Summary. Bede’s description of the grave site at Licitfelda (Lichfield) mentioned two churches, St Mary close to where Chad was buried and St Peter not far away. Archaeology has shown Chad’s grave was in a shrine tower. The site appears to be a ‘monasterium’ or ‘mynster’ complex and similar to nine other known sites. Imperfect translation of Bede’s text has led to misunderstandings and the ambiguities can now be reviewed in the light of more informed history.
There has been much speculation on the layout of the grave site where Chad was buried and this has led to much misunderstanding. The following is a review of what is now known with recent archaeology and what has been poor translation of texts.
What
is now known
The first four bishops of Mercia, c.
656-667-8, must have had a mother church somewhere, but the locations are
unknown.[1]
King Wulfhere invited Bishop Wilfrid of Ripon to help him form a diocese for
Mercia and they approved a site at Licetfelda for a new see; the sixth in
England. (See the post, Wulfhere and Wilfrid, and later Bede, name Lichfield.)
The site was said to be ‘paratum’ – prepared- and when Chad was appointed the
5th[2]
bishop of Mercia, it ought to be assumed he had a church at Lichfield in 669.
It is recorded a church was present in 672 at the time of Chad’s impending
death.[3] Maybe two churches were indicated.
Bishop
Jaruman in a roundel in the presbytery tiled floor, holding an early
(elaborate) church before Chad arrived. This very early church could not have
been on the Lichfield site.
The death of Chad was recorded by Bede, but the original book has been lost. The oldest copy is known as the Moore Manuscript c. 737. This is a copy and is thus open to errors and although Bede is thought to have been precise many of his sources come from the experiences of others and could also be prone to error.
Moore manuscript passage, Historia Ecclesiastica page 156,
fol. 74v and translation
So, Chad died on the 2nd of March (672), and was first buried by St. Mary's Church.

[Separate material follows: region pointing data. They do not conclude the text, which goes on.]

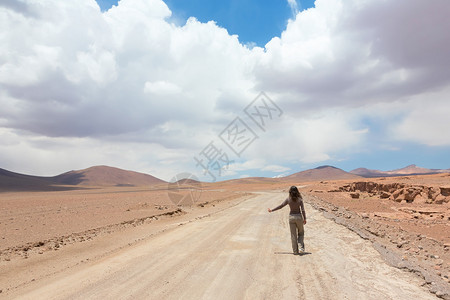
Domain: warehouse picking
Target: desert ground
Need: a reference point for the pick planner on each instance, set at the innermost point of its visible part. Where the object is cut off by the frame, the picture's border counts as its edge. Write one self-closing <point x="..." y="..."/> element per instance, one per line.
<point x="129" y="242"/>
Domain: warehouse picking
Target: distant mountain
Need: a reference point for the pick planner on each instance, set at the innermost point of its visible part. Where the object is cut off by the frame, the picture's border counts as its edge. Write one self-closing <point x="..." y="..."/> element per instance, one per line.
<point x="10" y="181"/>
<point x="321" y="173"/>
<point x="408" y="170"/>
<point x="106" y="176"/>
<point x="94" y="176"/>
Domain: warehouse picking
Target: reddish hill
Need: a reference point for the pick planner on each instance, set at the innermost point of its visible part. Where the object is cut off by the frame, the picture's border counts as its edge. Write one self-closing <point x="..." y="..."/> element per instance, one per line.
<point x="106" y="176"/>
<point x="10" y="181"/>
<point x="321" y="173"/>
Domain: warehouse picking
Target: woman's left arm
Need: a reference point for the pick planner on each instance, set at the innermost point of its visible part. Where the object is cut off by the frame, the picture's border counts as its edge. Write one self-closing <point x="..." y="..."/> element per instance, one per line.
<point x="303" y="212"/>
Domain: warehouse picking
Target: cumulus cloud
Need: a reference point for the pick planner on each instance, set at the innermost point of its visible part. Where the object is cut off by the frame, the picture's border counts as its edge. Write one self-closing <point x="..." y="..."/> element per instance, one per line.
<point x="127" y="87"/>
<point x="294" y="7"/>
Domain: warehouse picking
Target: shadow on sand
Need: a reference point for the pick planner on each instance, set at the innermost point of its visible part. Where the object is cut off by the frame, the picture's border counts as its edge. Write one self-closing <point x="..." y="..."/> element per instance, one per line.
<point x="291" y="253"/>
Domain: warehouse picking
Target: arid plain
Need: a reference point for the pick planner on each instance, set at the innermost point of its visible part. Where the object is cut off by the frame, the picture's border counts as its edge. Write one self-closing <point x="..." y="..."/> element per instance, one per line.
<point x="47" y="236"/>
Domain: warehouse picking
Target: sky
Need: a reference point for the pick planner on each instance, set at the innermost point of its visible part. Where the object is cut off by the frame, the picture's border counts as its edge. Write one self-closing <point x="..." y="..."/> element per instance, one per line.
<point x="223" y="89"/>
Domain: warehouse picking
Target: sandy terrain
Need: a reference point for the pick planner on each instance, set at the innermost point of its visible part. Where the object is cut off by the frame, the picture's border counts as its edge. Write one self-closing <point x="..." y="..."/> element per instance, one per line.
<point x="234" y="249"/>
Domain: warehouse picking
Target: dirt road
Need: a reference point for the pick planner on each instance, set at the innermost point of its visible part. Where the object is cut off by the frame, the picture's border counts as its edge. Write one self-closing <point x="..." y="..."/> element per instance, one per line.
<point x="240" y="252"/>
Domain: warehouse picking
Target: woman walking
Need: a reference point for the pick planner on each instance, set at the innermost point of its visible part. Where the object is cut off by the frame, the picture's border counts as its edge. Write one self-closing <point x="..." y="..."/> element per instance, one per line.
<point x="297" y="218"/>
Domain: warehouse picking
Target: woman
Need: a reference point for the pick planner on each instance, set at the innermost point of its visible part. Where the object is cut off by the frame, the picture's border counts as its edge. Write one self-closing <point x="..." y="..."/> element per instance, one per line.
<point x="297" y="218"/>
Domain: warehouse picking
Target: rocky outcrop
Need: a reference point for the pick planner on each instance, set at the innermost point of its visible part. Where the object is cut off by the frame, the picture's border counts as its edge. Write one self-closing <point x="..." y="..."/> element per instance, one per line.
<point x="399" y="192"/>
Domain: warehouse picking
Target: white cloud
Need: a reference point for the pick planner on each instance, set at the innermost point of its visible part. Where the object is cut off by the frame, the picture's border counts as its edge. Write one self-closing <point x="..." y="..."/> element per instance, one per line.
<point x="426" y="122"/>
<point x="294" y="7"/>
<point x="128" y="88"/>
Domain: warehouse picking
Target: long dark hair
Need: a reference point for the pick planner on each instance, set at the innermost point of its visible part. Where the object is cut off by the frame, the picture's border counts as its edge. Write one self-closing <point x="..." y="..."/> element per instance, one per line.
<point x="294" y="194"/>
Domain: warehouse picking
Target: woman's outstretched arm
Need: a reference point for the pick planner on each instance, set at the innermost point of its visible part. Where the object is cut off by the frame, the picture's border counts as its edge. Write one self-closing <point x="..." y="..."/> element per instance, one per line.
<point x="285" y="202"/>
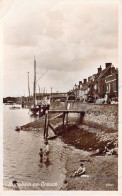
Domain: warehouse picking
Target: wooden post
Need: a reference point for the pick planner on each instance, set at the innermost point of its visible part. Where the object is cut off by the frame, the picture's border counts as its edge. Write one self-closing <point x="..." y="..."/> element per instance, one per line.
<point x="63" y="119"/>
<point x="66" y="121"/>
<point x="47" y="123"/>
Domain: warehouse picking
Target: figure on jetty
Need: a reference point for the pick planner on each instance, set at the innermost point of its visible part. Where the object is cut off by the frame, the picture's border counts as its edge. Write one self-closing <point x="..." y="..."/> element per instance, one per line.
<point x="80" y="171"/>
<point x="15" y="185"/>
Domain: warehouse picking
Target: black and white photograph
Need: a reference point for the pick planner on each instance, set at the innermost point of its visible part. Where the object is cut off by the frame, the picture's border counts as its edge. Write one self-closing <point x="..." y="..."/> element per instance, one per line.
<point x="60" y="94"/>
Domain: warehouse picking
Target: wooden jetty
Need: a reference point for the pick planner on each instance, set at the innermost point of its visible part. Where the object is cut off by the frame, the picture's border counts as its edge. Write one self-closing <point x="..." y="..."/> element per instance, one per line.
<point x="64" y="119"/>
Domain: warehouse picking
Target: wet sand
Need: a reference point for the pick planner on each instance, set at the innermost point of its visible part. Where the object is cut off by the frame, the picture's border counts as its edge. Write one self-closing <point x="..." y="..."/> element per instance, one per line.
<point x="101" y="171"/>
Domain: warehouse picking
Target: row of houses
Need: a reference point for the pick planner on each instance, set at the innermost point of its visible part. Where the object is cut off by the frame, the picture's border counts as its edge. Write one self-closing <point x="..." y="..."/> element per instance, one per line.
<point x="103" y="84"/>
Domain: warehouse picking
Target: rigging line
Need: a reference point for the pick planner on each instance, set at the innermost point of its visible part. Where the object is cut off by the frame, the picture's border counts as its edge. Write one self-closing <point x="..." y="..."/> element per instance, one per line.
<point x="42" y="75"/>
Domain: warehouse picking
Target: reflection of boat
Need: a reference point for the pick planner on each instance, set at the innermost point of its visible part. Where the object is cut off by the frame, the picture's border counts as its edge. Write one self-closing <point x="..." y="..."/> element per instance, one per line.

Archaeology in 2003 showed the grave was apparently within
a shrine tower, 7 m x c. 7 m. externally and 5m x c. 5m
internally; the east wall was undetermined. The floor was cobbled stone and
offset to the north was a grave cut into the bedrock (0.8m deep) c. 2m
long and c.2m wide. (see the post, ‘Making sense of Chad's grave, St
Peter's cathedral, St Mary's church and a shrine tower’ for the strong evidence
this was Chad’s grave). It is assumed Chad’s relics were taken from this site
in the 10th, 11th or 12th century since there is no mention in documents of an
alternative.
Bede stated Chad’s grave was near the
church of St Mary, so it is presumed this cemetery church was not far from the
east end of the nave. There is evidence burials were at the east end of the
church. The passage also mentioned a church dedicated to the blessed apostle St
Peter. So, were there two churches at the time of Chad’s death? Generally, the
primary Early Medieval (Anglo-Saxon) church was dedicated to an apostle,
especially Peter the rock on which the church was built. It later acquired a
lesser, secondary church dedicated to the Virgin Mary. This pairing of churches
with St Mary being secondary includes Canterbury, Ripon, Monkwearmouth,
Glastonbury, Lindisfarne, Lastingham, Malmesbury, Hackness and Whitby. This
list of secondary Marian churches shows if Lichfield has St Mary first it is significantly
anomalous.[4]
A first church dedicated to St Peter is consistent with Biblical teaching, was
the convention across Europe and the most likely arrangement at Lichfield. In
pairs of churches with a saint’s shrine, the church was west to the shrine. This
follows Glastonbury, Whithorn, Hexham, Wells, Worcester, Winchcombe, Ripon,
Gloucester and possibly Bradford-on-Avon. Therefore, it could be assumed the
church of St Peter was at the west end of the nave. If Bishop Wilfrid was
involved with organising, even dedicating, the churches, it is most likely the
church of St Peter was built first, then St Mary and after Chad’s death the
shrine tower. The whole complex would be a monasterium, later a mynster,
or minster.
The misunderstanding
Bede’s text was translated by Latinists with little or no knowledge of the history of the site and especially the archaeology of 2003. The conventional translation has been, Chad died on the 2nd of March, and was first buried by St. Mary's Church, but afterwards, when the church of the most holy prince of the apostles, Peter, was built, his bones were translated into it.[5] This version came from Charles Plummer, 1896.[6] Somehow, this became, The cathedral established by St Chad, 669–72, was presumably the church dedicated to St. Mary near which he was buried. In 700 his remains were transferred to a funerary church, apparently dedicated to St. Peter. [7] The spurious date of 700[8] was added in the 14th century from a text that is wholly unreliable. There have been other translations which differ in small ways.[9]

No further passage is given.